For the pairwise comparisons (Table 3), statistically significant differences were found when comparing the AI vs the modified AI methods for all measurements except for the SN/MP, U1/NA angles, and the interincisal angle which did not differ significantly. When comparing the AI method vs the OnyxCeph analysis, statistically significant differences were detected for all measurements except for the L1/NB angle. For the modified AI method versus the OnyxCeph analysis, statistically significant differences were detected for the SNA, ANB, SN/MP, L1/NB angles, and the L1/NB linear measurement. The other measurements did not differ significantly.

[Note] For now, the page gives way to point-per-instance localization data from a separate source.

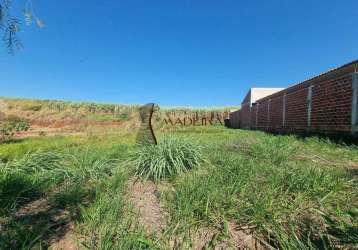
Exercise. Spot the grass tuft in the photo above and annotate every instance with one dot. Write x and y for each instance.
(173, 155)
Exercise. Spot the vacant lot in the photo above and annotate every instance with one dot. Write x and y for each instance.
(250, 189)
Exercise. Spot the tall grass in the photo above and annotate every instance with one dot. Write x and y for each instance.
(171, 156)
(260, 183)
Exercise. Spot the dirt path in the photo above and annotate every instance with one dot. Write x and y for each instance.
(144, 196)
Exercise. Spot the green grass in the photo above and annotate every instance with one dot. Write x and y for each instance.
(172, 156)
(294, 193)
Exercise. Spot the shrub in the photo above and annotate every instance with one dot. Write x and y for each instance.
(10, 126)
(172, 155)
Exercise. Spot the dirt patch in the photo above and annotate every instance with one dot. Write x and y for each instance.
(68, 241)
(144, 196)
(53, 226)
(209, 238)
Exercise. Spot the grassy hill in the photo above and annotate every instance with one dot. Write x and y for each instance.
(53, 116)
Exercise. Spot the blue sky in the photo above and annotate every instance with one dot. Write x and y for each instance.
(176, 53)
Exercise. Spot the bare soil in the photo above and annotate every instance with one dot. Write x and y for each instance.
(144, 198)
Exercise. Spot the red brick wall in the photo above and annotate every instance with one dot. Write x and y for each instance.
(276, 107)
(296, 110)
(331, 105)
(262, 116)
(245, 115)
(253, 116)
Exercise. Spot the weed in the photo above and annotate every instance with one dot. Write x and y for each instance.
(173, 155)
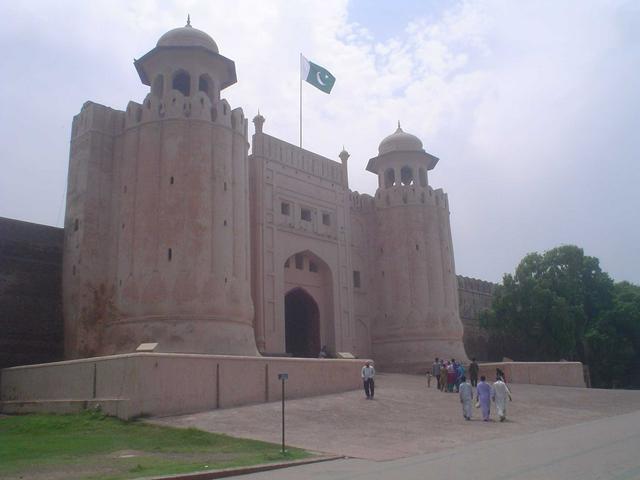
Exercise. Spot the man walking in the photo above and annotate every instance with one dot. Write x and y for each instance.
(501, 392)
(368, 372)
(435, 371)
(485, 392)
(473, 372)
(466, 397)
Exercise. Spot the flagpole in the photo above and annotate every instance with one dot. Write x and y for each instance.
(301, 100)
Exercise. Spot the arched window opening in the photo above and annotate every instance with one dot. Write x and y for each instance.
(204, 85)
(406, 176)
(157, 88)
(389, 178)
(423, 177)
(182, 83)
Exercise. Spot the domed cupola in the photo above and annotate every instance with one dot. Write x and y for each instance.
(187, 36)
(400, 141)
(187, 60)
(401, 161)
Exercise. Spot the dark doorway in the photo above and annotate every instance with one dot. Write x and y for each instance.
(301, 320)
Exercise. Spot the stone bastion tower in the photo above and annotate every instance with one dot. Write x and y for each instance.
(157, 220)
(418, 317)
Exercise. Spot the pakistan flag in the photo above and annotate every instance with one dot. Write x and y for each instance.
(316, 75)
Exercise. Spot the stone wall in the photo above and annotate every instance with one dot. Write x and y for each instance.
(139, 384)
(474, 297)
(30, 293)
(31, 307)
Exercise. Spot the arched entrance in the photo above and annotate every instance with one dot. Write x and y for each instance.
(302, 326)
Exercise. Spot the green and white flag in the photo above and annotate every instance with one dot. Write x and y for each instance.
(316, 75)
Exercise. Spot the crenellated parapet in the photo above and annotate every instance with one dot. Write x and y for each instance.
(293, 156)
(475, 285)
(95, 117)
(175, 105)
(362, 202)
(411, 195)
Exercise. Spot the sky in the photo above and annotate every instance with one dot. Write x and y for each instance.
(531, 106)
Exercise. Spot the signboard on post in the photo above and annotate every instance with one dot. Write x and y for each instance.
(283, 377)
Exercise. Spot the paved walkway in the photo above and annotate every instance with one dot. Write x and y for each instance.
(407, 419)
(606, 448)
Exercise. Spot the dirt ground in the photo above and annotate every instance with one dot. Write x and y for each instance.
(406, 418)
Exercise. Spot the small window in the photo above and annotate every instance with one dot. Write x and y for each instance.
(182, 83)
(356, 279)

Table 3 Tab. 3 Mean differences and 95% confidence interval of the different cephalometric measurements between two methods, the Bonferroni test was used to compare two methods in each measurementMittlere Unterschiede und das 95 %-Konfidenzintervall der verschiedenen kephalometrischen Messungen zwischen 2 Methoden. Zum Vergleich zweier Methoden bei jeder Messung wurde der Bonferroni-Test verwendet

For the time elapsed in the measuring process (Table 2 and Fig. 4), statistically significant differences were detected between the three methods, denoting that the AI method was the fastest followed by the modified AI method then the measurement using OnyxCeph.

Discussion

Lateral cephalometric analysis is an integral step in orthodontic diagnosis and treatment planning [4]. The process of point identification and generation of the measurements is very tedious and time consuming. Thus, any accurate attempts to accelerate the process would be of great benefit. Recent technologies and AI provided a new approach for cephalometric landmarks identification and generation of measurements. Testing the accuracy of these technologies is crucial to confirm the reliability of its usage and to provide clinicians with a simpler approach for cephalometric analysis.

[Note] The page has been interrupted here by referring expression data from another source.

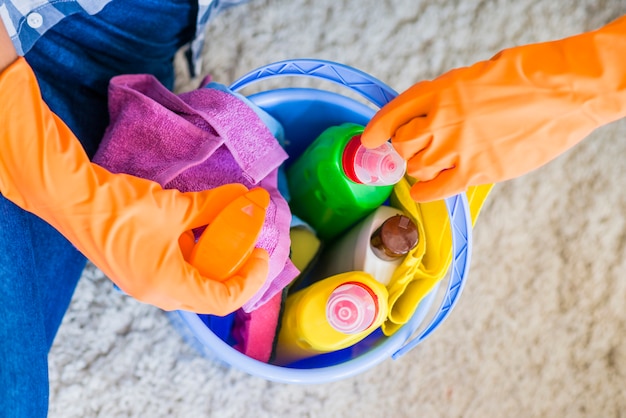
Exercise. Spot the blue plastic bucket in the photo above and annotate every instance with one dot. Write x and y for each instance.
(305, 113)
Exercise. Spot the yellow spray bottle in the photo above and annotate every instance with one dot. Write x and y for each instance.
(329, 315)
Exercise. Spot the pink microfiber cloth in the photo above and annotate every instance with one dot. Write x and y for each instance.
(197, 141)
(255, 332)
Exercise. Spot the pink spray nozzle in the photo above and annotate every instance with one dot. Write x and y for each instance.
(380, 166)
(351, 308)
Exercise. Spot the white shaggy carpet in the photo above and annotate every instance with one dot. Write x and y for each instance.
(540, 330)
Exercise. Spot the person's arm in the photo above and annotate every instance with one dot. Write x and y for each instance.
(501, 118)
(129, 227)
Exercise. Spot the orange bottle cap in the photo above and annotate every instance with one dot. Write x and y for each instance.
(228, 241)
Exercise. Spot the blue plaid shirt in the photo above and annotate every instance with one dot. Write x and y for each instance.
(27, 20)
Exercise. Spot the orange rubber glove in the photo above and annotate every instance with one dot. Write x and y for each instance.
(127, 226)
(504, 117)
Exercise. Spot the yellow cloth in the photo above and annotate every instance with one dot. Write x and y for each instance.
(427, 263)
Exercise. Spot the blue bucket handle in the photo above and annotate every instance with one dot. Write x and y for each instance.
(380, 94)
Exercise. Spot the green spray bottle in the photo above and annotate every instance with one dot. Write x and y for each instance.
(337, 181)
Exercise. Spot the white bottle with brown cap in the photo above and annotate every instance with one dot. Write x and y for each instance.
(376, 245)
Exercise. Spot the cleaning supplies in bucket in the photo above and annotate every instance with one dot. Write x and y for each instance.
(376, 245)
(329, 315)
(337, 181)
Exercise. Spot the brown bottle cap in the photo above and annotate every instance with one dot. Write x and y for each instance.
(394, 238)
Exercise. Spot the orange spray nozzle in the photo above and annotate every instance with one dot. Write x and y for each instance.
(228, 241)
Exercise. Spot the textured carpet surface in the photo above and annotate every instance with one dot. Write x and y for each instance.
(540, 330)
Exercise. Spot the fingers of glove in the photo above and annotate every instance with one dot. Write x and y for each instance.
(207, 204)
(413, 103)
(233, 292)
(428, 164)
(447, 183)
(189, 290)
(412, 137)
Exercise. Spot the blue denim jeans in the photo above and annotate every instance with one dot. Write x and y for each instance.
(39, 268)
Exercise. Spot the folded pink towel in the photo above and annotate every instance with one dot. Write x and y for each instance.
(197, 141)
(255, 332)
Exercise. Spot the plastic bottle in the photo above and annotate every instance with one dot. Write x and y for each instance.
(376, 245)
(337, 181)
(228, 241)
(331, 314)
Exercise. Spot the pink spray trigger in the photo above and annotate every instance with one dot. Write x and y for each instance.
(380, 166)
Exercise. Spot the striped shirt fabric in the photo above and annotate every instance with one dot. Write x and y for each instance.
(27, 20)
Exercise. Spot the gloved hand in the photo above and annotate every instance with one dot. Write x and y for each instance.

The results of the current study are interesting. Although the differences between application of the AI alone and the conventional digital tracing were significant, the modified AI method resulted in readings closer to the conventional method. Based on this, fine tuning by the orthodontic clinician for the automatically located landmarks would be mandatory to achieve accurate final readings. This also makes unnecessary the need for further machine learning of the algorithm to be more precise in locating some cephalometric landmarks.

The current study also helped in detecting the measurements that were most affected by inaccurate localization of the points by the program. This could act as a guideline for the software provider in the process of enhancing the point detection efficiency throughout the learning of the algorithm. Comparing the results of the current study to the results of other studies that tested the efficiency of other fully automated tracing software programs [9, 10], some differences were detected. Both studies [9, 10] found that the AI alone is an accurate tool for cephalometric landmark identification, this was not the case in the current study.

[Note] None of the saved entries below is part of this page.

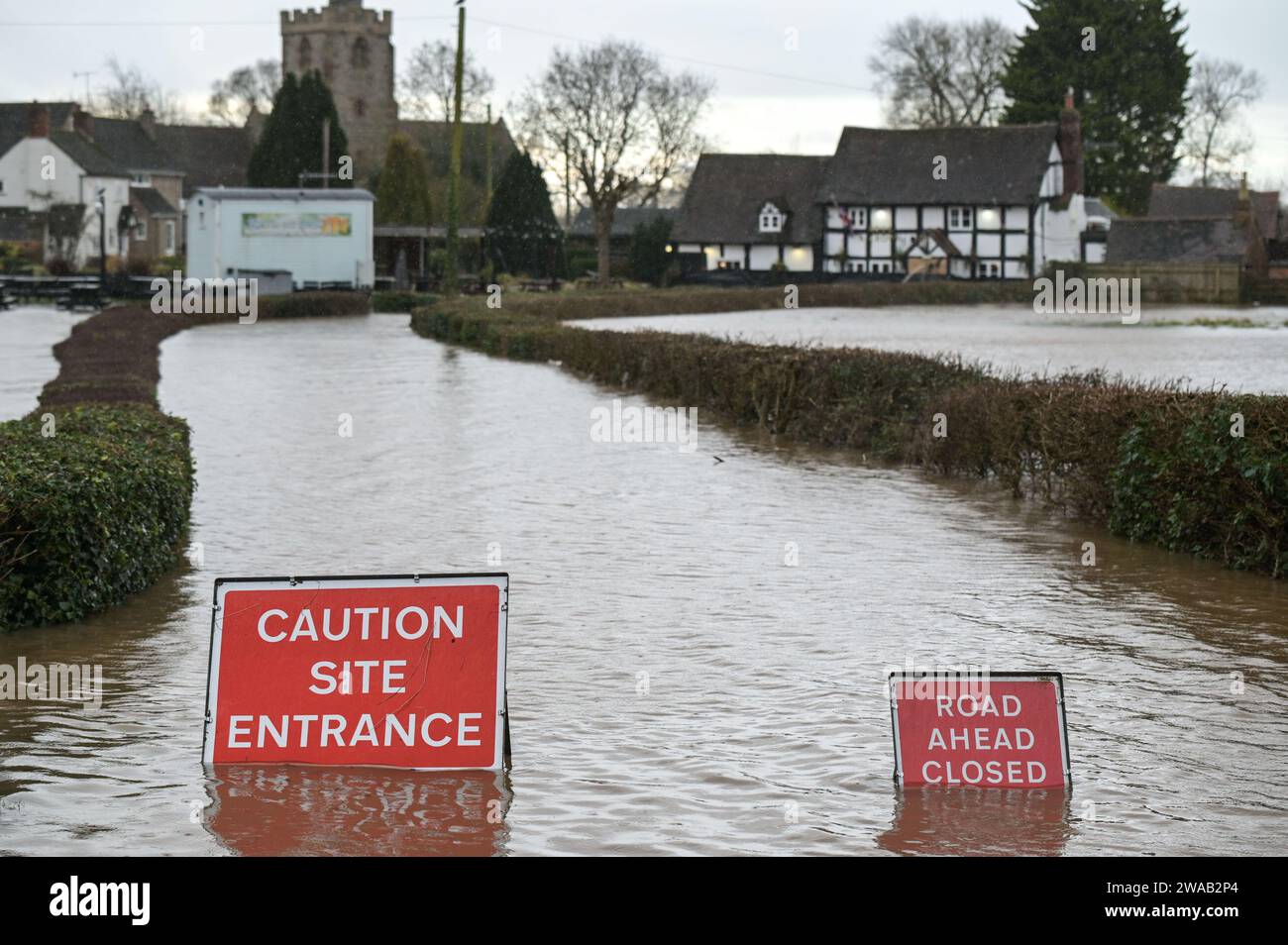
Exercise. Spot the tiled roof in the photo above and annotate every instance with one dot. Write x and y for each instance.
(151, 200)
(1180, 202)
(1212, 240)
(129, 146)
(1001, 165)
(207, 155)
(728, 191)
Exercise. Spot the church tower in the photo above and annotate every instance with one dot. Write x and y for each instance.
(353, 51)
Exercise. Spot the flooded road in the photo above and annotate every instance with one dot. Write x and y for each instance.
(27, 336)
(675, 685)
(1168, 344)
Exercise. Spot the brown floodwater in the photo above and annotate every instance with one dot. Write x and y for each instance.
(27, 336)
(1168, 344)
(674, 685)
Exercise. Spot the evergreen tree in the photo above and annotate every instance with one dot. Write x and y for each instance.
(649, 259)
(291, 142)
(1128, 71)
(523, 235)
(402, 194)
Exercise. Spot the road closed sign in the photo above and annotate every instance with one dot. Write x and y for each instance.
(996, 730)
(400, 671)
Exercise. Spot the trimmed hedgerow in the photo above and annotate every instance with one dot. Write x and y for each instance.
(1184, 481)
(1154, 464)
(681, 300)
(98, 510)
(90, 514)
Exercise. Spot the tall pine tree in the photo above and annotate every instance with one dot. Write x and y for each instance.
(523, 235)
(402, 196)
(291, 141)
(1128, 71)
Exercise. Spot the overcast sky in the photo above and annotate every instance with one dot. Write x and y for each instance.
(767, 97)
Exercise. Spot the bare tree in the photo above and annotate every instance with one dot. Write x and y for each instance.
(128, 93)
(934, 73)
(1215, 137)
(428, 84)
(622, 123)
(245, 90)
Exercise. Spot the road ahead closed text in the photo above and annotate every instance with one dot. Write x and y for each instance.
(402, 675)
(1001, 731)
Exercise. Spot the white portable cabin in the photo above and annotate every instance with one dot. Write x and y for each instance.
(318, 236)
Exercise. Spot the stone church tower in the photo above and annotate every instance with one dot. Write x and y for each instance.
(353, 51)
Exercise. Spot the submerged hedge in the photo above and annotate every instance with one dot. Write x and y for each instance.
(95, 484)
(1153, 464)
(90, 514)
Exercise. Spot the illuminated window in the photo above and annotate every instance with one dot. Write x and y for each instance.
(771, 219)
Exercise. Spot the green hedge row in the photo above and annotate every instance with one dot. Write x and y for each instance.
(90, 514)
(1151, 463)
(681, 300)
(98, 510)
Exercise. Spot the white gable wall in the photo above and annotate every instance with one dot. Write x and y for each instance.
(37, 183)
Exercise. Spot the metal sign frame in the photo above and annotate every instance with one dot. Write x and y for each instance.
(501, 579)
(1031, 677)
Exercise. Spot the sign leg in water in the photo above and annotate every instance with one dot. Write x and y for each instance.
(391, 671)
(1000, 730)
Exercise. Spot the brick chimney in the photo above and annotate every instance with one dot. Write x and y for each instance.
(1070, 150)
(82, 123)
(38, 120)
(1243, 207)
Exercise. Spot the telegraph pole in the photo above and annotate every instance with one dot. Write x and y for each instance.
(454, 180)
(101, 206)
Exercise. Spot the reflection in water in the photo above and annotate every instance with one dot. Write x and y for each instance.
(979, 821)
(674, 685)
(292, 810)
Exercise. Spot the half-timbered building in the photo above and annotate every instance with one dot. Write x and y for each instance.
(958, 202)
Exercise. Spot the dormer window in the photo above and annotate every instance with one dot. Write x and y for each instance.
(771, 219)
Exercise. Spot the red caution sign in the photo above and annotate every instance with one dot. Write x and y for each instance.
(400, 671)
(1001, 730)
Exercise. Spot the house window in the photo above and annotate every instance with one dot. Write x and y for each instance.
(771, 219)
(854, 218)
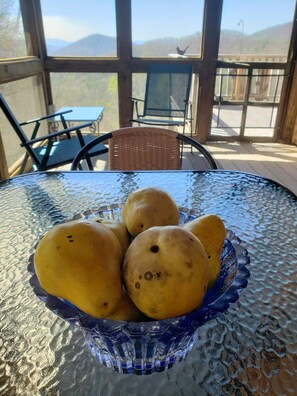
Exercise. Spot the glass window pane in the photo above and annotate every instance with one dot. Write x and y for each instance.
(266, 85)
(226, 120)
(161, 28)
(260, 121)
(88, 90)
(80, 28)
(230, 84)
(12, 35)
(256, 30)
(25, 101)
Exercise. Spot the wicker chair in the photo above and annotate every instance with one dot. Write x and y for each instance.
(146, 148)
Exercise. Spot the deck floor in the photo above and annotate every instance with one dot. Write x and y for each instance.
(271, 160)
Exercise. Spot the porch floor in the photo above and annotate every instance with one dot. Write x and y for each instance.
(271, 160)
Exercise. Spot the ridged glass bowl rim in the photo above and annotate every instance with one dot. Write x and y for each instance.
(212, 306)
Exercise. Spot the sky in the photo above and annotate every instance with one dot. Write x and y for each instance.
(71, 20)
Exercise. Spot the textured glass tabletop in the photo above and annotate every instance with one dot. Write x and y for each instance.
(250, 349)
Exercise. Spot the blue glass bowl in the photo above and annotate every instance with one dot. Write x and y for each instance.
(152, 346)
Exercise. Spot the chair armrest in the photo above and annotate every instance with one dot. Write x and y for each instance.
(136, 99)
(45, 117)
(55, 134)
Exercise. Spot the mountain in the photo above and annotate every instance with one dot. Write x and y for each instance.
(53, 45)
(270, 41)
(93, 45)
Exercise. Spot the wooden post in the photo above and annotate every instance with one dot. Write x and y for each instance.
(207, 78)
(3, 164)
(124, 46)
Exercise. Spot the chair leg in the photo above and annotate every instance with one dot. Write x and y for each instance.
(24, 163)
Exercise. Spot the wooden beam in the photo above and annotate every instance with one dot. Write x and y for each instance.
(12, 70)
(289, 127)
(207, 78)
(4, 174)
(287, 114)
(124, 47)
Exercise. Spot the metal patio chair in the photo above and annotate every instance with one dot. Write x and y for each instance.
(146, 148)
(166, 101)
(50, 151)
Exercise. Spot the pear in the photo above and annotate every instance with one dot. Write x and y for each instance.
(166, 272)
(210, 230)
(80, 261)
(149, 207)
(118, 228)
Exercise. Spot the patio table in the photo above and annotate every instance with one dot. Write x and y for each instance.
(249, 349)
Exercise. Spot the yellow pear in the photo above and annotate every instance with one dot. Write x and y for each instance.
(166, 272)
(149, 207)
(210, 230)
(80, 261)
(118, 228)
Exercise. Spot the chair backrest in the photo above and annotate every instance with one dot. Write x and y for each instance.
(145, 148)
(167, 90)
(17, 128)
(142, 148)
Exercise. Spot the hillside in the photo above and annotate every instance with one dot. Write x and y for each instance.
(273, 40)
(93, 45)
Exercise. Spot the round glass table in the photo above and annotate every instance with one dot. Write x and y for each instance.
(249, 349)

Assessing the total tracing time required by the three different methods was also crucial in the current study. As the main purpose of inventing the fully automated tracing software was to reduce the time required by the clinician to locate the landmarks. The current software proved to be efficient in this aspect, even when the modified version was tested. Both the fully automated AI and the AI with operator modifications required significantly less time than the regular digital tracing method.

Conclusions

Within the limitations of the current study and also considering the use of AI software from only one provider, the following can be concluded:

  • The AI method followed by fine tuning of the location of landmarks (the modified AI method) was successful and can be used as an alternative to ordinary digital landmark identification for lateral cephalometric analysis. The modified AI method was the most efficient method.

  • Use of AI alone was not accurate enough for landmark identification and accordingly not precise in the generation of lateral cephalometric measurements.

  • Measurements were generated fastest using the AI method, followed by the modified AI method, and finally the conventional digital method.